After a days-long siege, Syrian troops backed by tanks and helicopter gunships seized control early yesterday of another northwestern town, activists reported, as fresh accounts emerged of indiscriminate killing and summary executions in the Damascus regime’s suppression of a pro-democracy movement.
Elsewhere in Syria, thousands of people took to the streets again after the opposition called for a day of massive demonstrations, pressing on with their three-month-old campaign to topple Syrian President Bashar al-Assad.
Troops in large numbers poured into Maaret al-Numan, 45km from the Turkish border, Syria-based rights activist Mustafa Osso said. He said other forces were now massing around Khan Sheikhon, to the south, where gunmen attacked army forces earlier this month.
Photo: Reuters
Omar Idilbi of the Local Coordination Committees (LCC), which is documenting the protests, said government forces had taken full control of Maaret al-Numan, a town of 100,000 on the highway linking Damascus with Syria’s second-largest city, Aleppo. Many of its residents had fled as troops swept through Idlib Governorate in recent days.
The deployment marks a continuation of military operations against centers of protest in the northern province, where forces have targeted Ariha, Maaret al-Numan, Jisr al-Shughur and its surroundings.
Witnesses said at the Turkish-Syrian border that Shughur al--Kadima was one of the villages that came under attack on Thursday.
“The army came ... with tanks and positioned snipers in the area. They started shooting at anyone,” said Abu Nuuar, a driver from Shughur al-Kadima.
“We left with nothing, absolutely nothing. We just took some clothes for the children,” said 32-year-old Abu Ahmed, declining to give his surname.
He arrived at the border from Shughur al-Kadima with his six children, wife and sister’s family after a dawn army crackdown.
“The army shot randomly with tanks and light weaponry. We walked through mountains and valleys and arrived here,” he said from across the border as his children gathered around him.

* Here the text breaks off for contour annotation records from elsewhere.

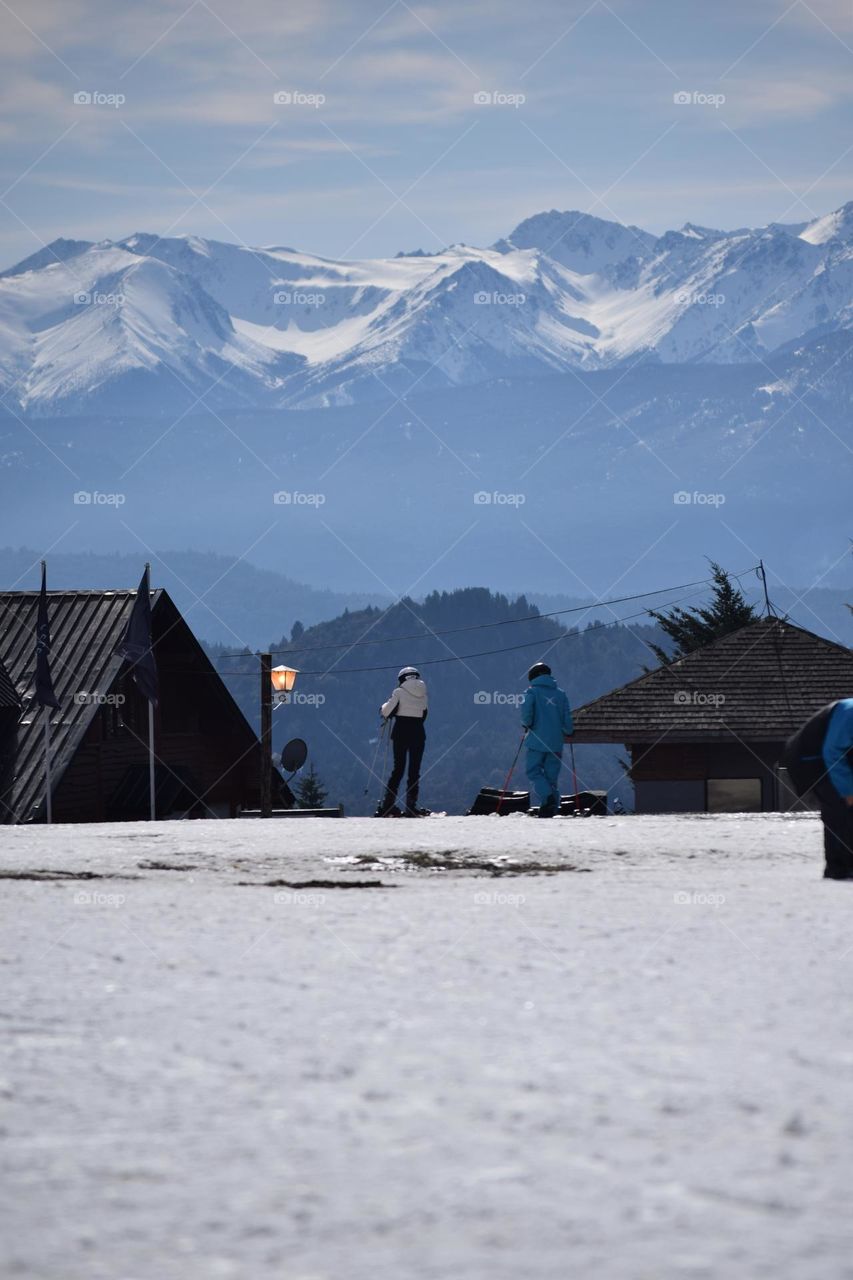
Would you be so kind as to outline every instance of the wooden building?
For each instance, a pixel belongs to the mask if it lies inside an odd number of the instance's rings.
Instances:
[[[47,593],[61,703],[50,722],[54,822],[149,815],[149,704],[115,654],[134,599],[136,591]],[[0,591],[0,660],[19,704],[6,822],[45,817],[42,710],[33,703],[37,605],[37,591]],[[259,803],[257,737],[164,590],[151,591],[151,630],[158,817],[236,817]]]
[[[19,719],[20,699],[9,672],[0,662],[0,822],[9,822],[12,814]]]
[[[789,809],[785,740],[853,696],[853,650],[762,618],[575,712],[575,741],[621,742],[638,813]]]

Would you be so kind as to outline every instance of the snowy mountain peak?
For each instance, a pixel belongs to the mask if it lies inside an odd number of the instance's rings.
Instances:
[[[535,248],[583,275],[601,273],[628,257],[646,256],[654,236],[578,210],[526,218],[496,248]]]
[[[853,200],[835,212],[808,223],[806,230],[799,233],[799,238],[808,241],[809,244],[829,244],[830,241],[849,243],[853,239]]]
[[[141,230],[56,239],[0,275],[0,389],[32,415],[170,410],[205,390],[274,408],[744,364],[853,329],[852,246],[853,202],[799,227],[658,237],[549,210],[491,248],[373,261]]]

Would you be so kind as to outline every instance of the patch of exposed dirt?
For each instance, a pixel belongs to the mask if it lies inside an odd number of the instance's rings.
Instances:
[[[556,876],[560,872],[588,872],[589,867],[571,863],[519,863],[511,858],[474,858],[457,849],[392,856],[359,854],[355,861],[370,870],[487,872],[489,876]]]
[[[265,888],[394,888],[383,881],[237,881],[238,884],[264,886]]]
[[[143,872],[195,872],[197,867],[195,863],[137,863],[140,870]]]
[[[37,881],[88,881],[88,879],[142,879],[141,876],[118,876],[109,872],[64,872],[38,868],[35,870],[0,870],[0,879]]]

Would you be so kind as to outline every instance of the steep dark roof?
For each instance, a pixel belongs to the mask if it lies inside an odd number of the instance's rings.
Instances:
[[[61,709],[51,714],[51,782],[54,791],[97,713],[93,701],[77,701],[81,692],[106,694],[119,675],[123,659],[115,646],[122,637],[136,591],[49,591],[51,632],[50,669]],[[18,822],[41,815],[45,791],[45,759],[41,709],[33,701],[36,671],[36,614],[38,591],[0,591],[0,660],[23,704],[18,730],[18,753],[12,808]],[[234,730],[246,744],[255,733],[204,649],[168,593],[151,591],[151,625],[155,654],[158,636],[179,634],[192,652],[193,669],[207,676],[205,698],[216,698]]]
[[[580,742],[780,741],[853,696],[853,650],[762,618],[575,712]]]

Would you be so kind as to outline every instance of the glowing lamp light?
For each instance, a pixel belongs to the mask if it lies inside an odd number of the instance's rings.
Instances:
[[[295,667],[273,667],[270,678],[277,694],[289,694],[293,691],[298,671]]]

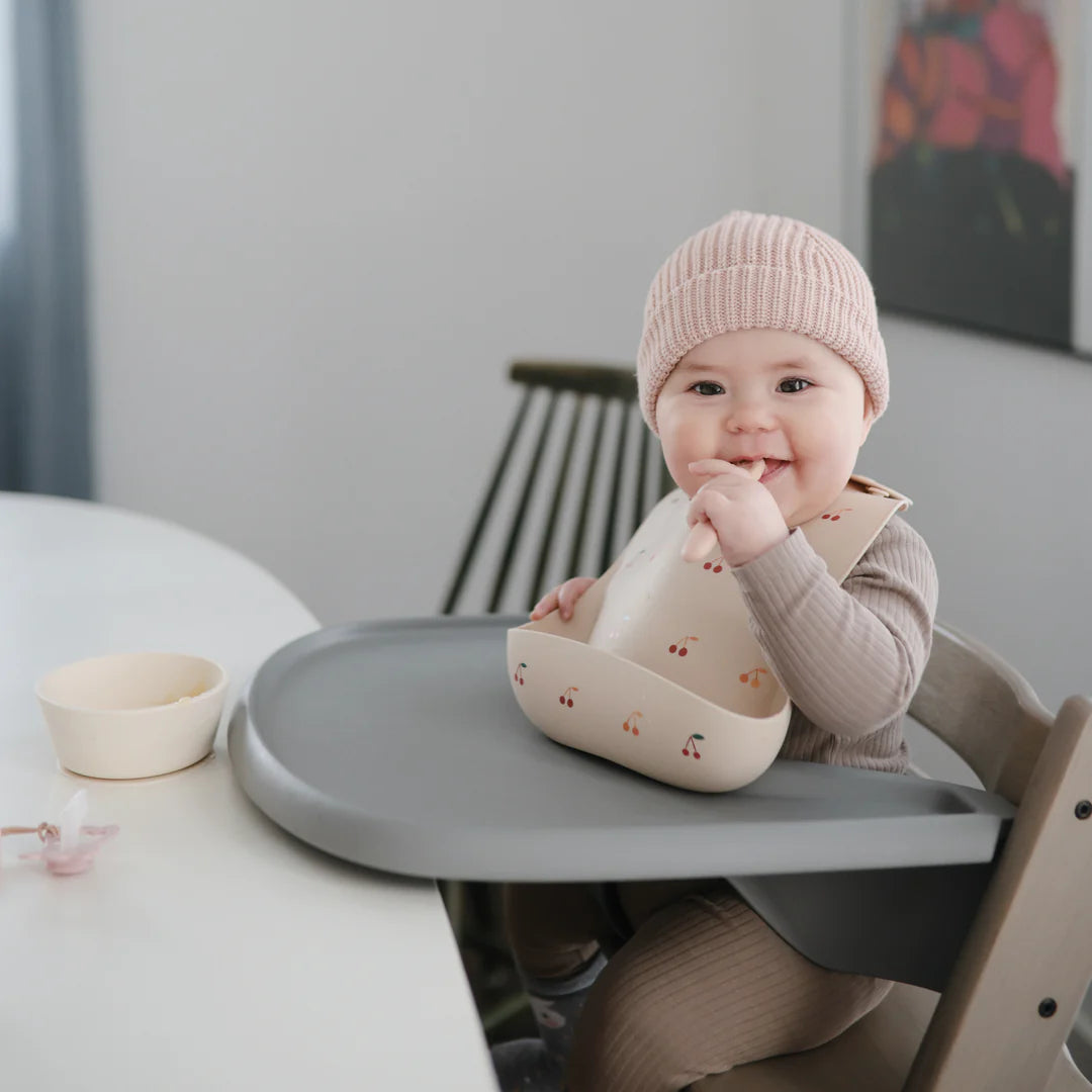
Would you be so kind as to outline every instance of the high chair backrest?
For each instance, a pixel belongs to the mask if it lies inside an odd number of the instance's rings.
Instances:
[[[442,614],[466,598],[477,614],[525,612],[570,577],[600,575],[670,487],[632,366],[517,360],[509,377],[523,394]]]
[[[1092,977],[1092,702],[1053,717],[999,656],[938,626],[911,714],[1019,810],[905,1088],[1045,1089]]]
[[[1012,804],[1023,797],[1054,723],[1019,672],[941,624],[910,715],[948,744],[988,792]]]
[[[938,624],[910,712],[1017,805],[939,1000],[898,985],[826,1046],[707,1078],[701,1092],[1092,1089],[1064,1048],[1092,978],[1092,701],[1052,716],[1000,656]]]

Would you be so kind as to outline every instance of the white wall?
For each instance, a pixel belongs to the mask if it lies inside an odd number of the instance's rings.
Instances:
[[[628,359],[734,205],[848,232],[839,0],[81,13],[100,494],[328,621],[435,609],[509,357]],[[883,329],[860,468],[917,501],[941,614],[1092,690],[1092,363]]]
[[[102,498],[435,612],[506,361],[627,360],[753,200],[752,7],[82,5]]]

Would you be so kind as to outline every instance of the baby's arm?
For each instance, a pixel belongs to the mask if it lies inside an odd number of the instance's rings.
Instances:
[[[895,518],[839,585],[799,531],[734,569],[751,630],[793,703],[843,739],[905,712],[933,640],[937,574]]]

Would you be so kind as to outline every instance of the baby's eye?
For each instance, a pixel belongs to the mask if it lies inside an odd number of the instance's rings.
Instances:
[[[778,383],[778,390],[782,394],[799,394],[800,391],[806,391],[810,385],[810,380],[794,376],[792,379],[783,379]]]
[[[721,387],[720,383],[712,383],[708,379],[699,380],[690,388],[690,390],[696,394],[703,394],[705,396],[724,393],[724,388]]]

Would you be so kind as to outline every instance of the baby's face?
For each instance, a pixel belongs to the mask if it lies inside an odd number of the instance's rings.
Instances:
[[[656,402],[664,459],[692,497],[688,464],[765,460],[785,523],[820,515],[845,488],[871,427],[865,384],[826,345],[782,330],[719,334],[679,360]]]

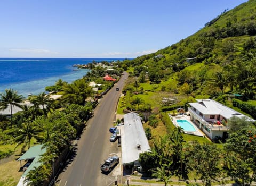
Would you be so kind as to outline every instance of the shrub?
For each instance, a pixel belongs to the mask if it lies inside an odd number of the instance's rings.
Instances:
[[[152,137],[152,133],[151,132],[151,129],[150,128],[147,127],[145,129],[145,134],[148,139],[150,139]]]

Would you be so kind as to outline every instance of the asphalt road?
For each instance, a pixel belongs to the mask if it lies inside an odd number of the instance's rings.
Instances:
[[[124,72],[119,81],[101,99],[94,109],[94,116],[87,122],[78,141],[76,155],[60,173],[57,179],[57,184],[113,185],[115,175],[121,174],[121,171],[115,172],[115,169],[120,169],[121,165],[118,165],[108,175],[101,173],[100,164],[112,153],[121,155],[121,147],[117,146],[117,142],[109,141],[111,133],[109,129],[113,126],[113,121],[116,119],[116,106],[127,77],[128,74]],[[116,91],[116,87],[119,87],[120,90]]]

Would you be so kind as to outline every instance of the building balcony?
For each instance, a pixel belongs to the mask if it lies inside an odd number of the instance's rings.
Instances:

Meanwhile yesterday, about 2,000 protesters marched in the northeast towns of Amouda and Qamishli shortly after Friday prayers ended, chanting for the regime’s downfall, the LCC said.
Turkish Foreign Minister Ahmet Davutoglu said Ankara would supply humanitarian aid to thousands of Syrian refugees fleeing the violence.
“There are at present more than 10,000 people just over our border, on the other side of the barbed wire,” he told journalists.
“We have decided to help our Syrian brothers to meet their urgent needs for food,” Davutoglu said a day after visiting refugee camps set up by the Red Crescent in Hatay Province, adding the Syrian authorities had been informed.
In what is seen as an attempt by the authorities to defuse some of the anti-government anger, telecoms tycoon Rami Makhluf, Assad’s cousin who is on a list of 13 Syrians facing EU sanctions, said he would allocate profits from his businesses to charity.
“Profits from the shares I own in Syriatel will be allocated to charity, humanitarian work and development projects” for people across Syria, Makhluf said in a statement obtained by AFP.
The statement said Makhluf owns 40 percent of Syriatel, the country’s largest mobile phone operator.
“I will not engage in any new projects that can generate personal gain and I will devote myself to charity and humanitarian work,” Makhluf said in the statement.
He said he took this decision because he no longer wants “to be a burden on Syria, its people and its president from now on.”
Makhluf is widely despised by opponents for allegedly exploiting his relationship with the president to build his commercial empire, including Syriatel.
The Syrian Observatory for Human Rights on Tuesday said the violence has claimed the lives of 1,297 civilians and 340 security force members since it began in mid-March.
Washington again urged on Thursday an end to the “revolting” crackdown and said it stepped up contacts with Syrians who seek political change, and working with its allies to isolate the regime.
“We are also beginning now to increase our own contacts with those brave Syrians who stand for change and their universal rights, those inside Syria and those outside Syria,” US Department of State spokeswoman Victoria Nuland said.